Character Embeddings RNN Text Generation Model

Originally authored by YuXuan Tay and inspired by Andrej Karpathy's The Unreasonable Effectiveness of Recurrent Neural Networks.

We've made considerable changes to the original repository, namely we've:

Removed all implementations except the keras model
Heavily restructured/rewritten the keras model to better fit our needs (added train.py, generate.py, etc.)
Added support for hyperparameter search with hyperparameter-search.py.
Added utils.io_batch_generator() that lazy-loads (and releases) data from disk into RAM, effectively allowing limitless training / validation data to be used. In the original implementation, training data was significantly limited by computer memory resources.
Added scripts/ and default parameters for twitter bot creation using the twitter_cikm_2010 dataset.
Updated this README to reflect those changes.

Twitter Bots

Although this model may be used for any text generation task, we've tuned it to generate tweets using a dataset of over 9,000,000 tweets from ~2009-2010. This README will briefly outline the usage of several tools in this repository like train.py, generate.py and hyperparameter-search.py. The purpose of this training task is to create a robust, resource-limited model in keras for generating tweets that can be later fine-tuned using transfer learning in Tensorflow.js with brangerbriz/twitter-transfer-learning.

Getting Started

# clone the repo
git clone https://github.com/char-rnn-text-generation
cd char-rnn-text-generation

# download Twitter CIKM 2010 twitter data, shuffle it, and separate it into:
# ├── data/tweets-split/
# │   ├── test.txt
# │   ├── train.txt
# │   └── validate.txt
./scripts/download-data.sh

Check to make sure that you now have three text files inside data/tweets-split/. If so, you can move on to install the python3 dependencies.
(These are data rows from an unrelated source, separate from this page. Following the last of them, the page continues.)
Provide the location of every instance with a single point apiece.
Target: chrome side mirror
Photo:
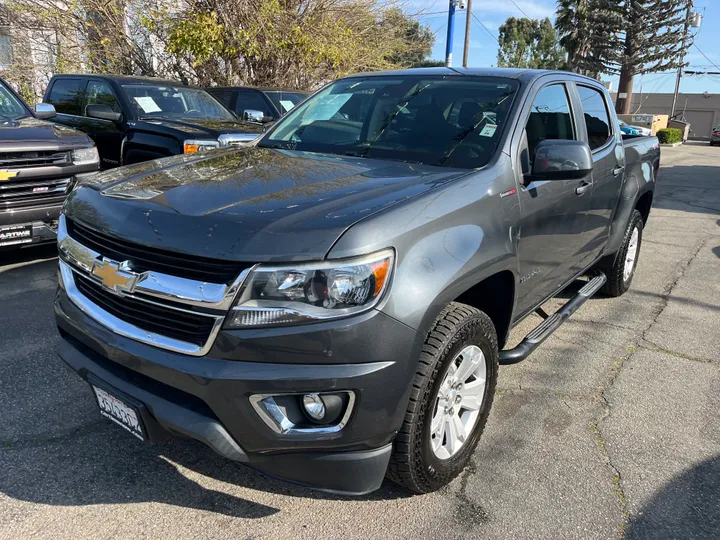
(45, 111)
(251, 115)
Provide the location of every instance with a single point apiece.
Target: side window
(66, 95)
(550, 117)
(249, 100)
(596, 115)
(100, 93)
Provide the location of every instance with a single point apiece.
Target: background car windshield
(448, 121)
(174, 102)
(10, 107)
(284, 101)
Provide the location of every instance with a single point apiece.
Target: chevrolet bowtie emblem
(7, 175)
(115, 276)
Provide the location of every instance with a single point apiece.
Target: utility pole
(682, 58)
(691, 20)
(467, 33)
(451, 30)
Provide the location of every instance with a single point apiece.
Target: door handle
(583, 188)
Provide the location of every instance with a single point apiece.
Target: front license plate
(15, 234)
(119, 412)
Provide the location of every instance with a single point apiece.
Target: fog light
(314, 406)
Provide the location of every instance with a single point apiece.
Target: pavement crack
(665, 296)
(596, 426)
(467, 512)
(652, 346)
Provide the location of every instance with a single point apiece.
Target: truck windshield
(174, 102)
(11, 108)
(446, 121)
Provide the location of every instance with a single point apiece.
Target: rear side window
(66, 95)
(550, 117)
(100, 93)
(597, 118)
(251, 101)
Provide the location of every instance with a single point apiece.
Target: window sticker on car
(287, 105)
(488, 131)
(147, 104)
(326, 107)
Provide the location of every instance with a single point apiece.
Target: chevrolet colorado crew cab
(39, 162)
(134, 119)
(330, 305)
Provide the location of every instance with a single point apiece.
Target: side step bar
(552, 323)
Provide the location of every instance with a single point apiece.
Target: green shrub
(670, 135)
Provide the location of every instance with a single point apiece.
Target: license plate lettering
(120, 413)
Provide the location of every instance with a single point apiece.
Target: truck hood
(203, 127)
(251, 204)
(31, 130)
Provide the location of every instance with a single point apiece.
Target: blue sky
(492, 13)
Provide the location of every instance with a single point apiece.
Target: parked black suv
(134, 119)
(259, 105)
(39, 163)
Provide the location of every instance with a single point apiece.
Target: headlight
(310, 292)
(192, 146)
(85, 156)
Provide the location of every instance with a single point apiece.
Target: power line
(485, 28)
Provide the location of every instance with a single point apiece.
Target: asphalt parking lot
(609, 430)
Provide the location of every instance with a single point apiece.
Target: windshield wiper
(468, 131)
(388, 120)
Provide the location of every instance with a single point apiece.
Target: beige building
(701, 110)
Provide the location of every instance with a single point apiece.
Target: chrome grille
(166, 311)
(165, 321)
(144, 258)
(41, 158)
(26, 194)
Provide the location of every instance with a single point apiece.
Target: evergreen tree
(622, 37)
(652, 38)
(588, 32)
(529, 43)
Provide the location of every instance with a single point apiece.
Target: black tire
(413, 463)
(616, 284)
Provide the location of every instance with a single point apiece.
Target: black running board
(552, 323)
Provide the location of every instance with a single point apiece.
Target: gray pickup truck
(39, 162)
(330, 305)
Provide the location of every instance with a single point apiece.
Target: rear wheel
(622, 271)
(450, 400)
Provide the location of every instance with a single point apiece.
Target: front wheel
(450, 400)
(622, 271)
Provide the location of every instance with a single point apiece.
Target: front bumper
(43, 217)
(207, 398)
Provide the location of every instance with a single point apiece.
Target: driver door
(553, 212)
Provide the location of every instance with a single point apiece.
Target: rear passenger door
(107, 134)
(602, 136)
(553, 213)
(67, 95)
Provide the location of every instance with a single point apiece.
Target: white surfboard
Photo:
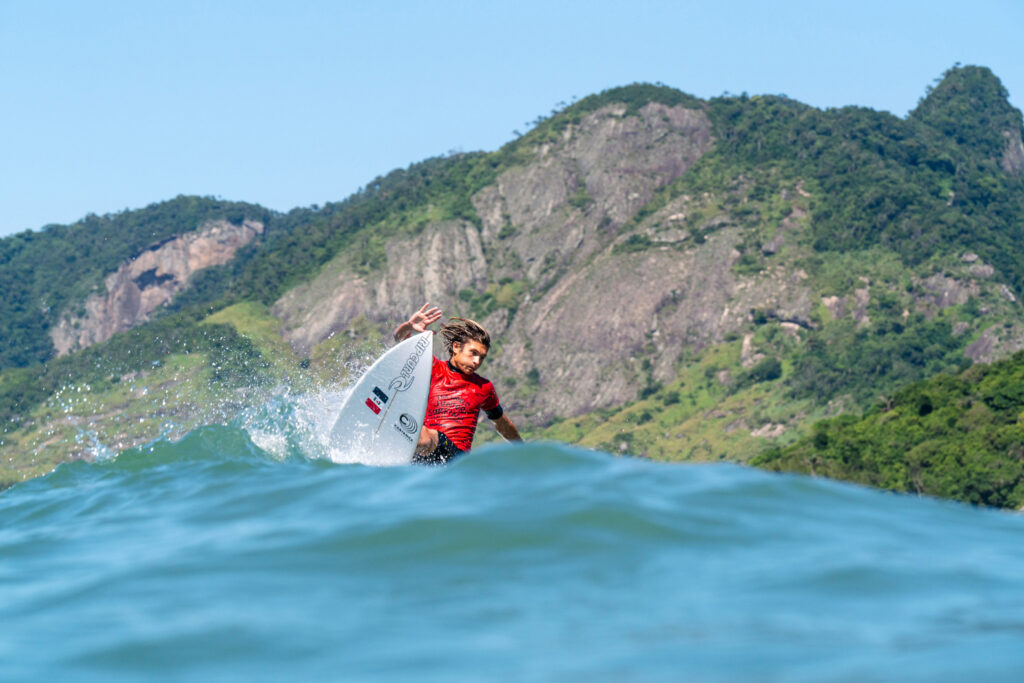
(380, 420)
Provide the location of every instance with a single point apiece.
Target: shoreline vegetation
(873, 265)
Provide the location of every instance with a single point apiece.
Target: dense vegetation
(919, 185)
(922, 189)
(41, 273)
(955, 436)
(231, 359)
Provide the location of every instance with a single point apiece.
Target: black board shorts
(444, 452)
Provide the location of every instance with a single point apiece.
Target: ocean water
(242, 552)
# install python3 dependencies with pip3
pip3 install -r requirements.txt

# or...

# use a virtual enviroment
virtualenv -p python3 venv # create the virtual env with python3
source venv/bin/activate # activate the virtual env

Usage

Model Training

$ python3 train.py --help
Using TensorFlow backend.
usage: train.py [-h] --checkpoint-dir CHECKPOINT_DIR [--data-dir DATA_DIR]
                [--restore] [--num-layers NUM_LAYERS] [--rnn-size RNN_SIZE]
                [--embedding-size EMBEDDING_SIZE] [--batch-size BATCH_SIZE]
                [--seq-len SEQ_LEN] [--drop-rate DROP_RATE]
                [--learning-rate LEARNING_RATE] [--clip-norm CLIP_NORM]
                [--optimizer {sgd,rmsprop,adagrad,adadelta,adam}]
                [--num-epochs NUM_EPOCHS]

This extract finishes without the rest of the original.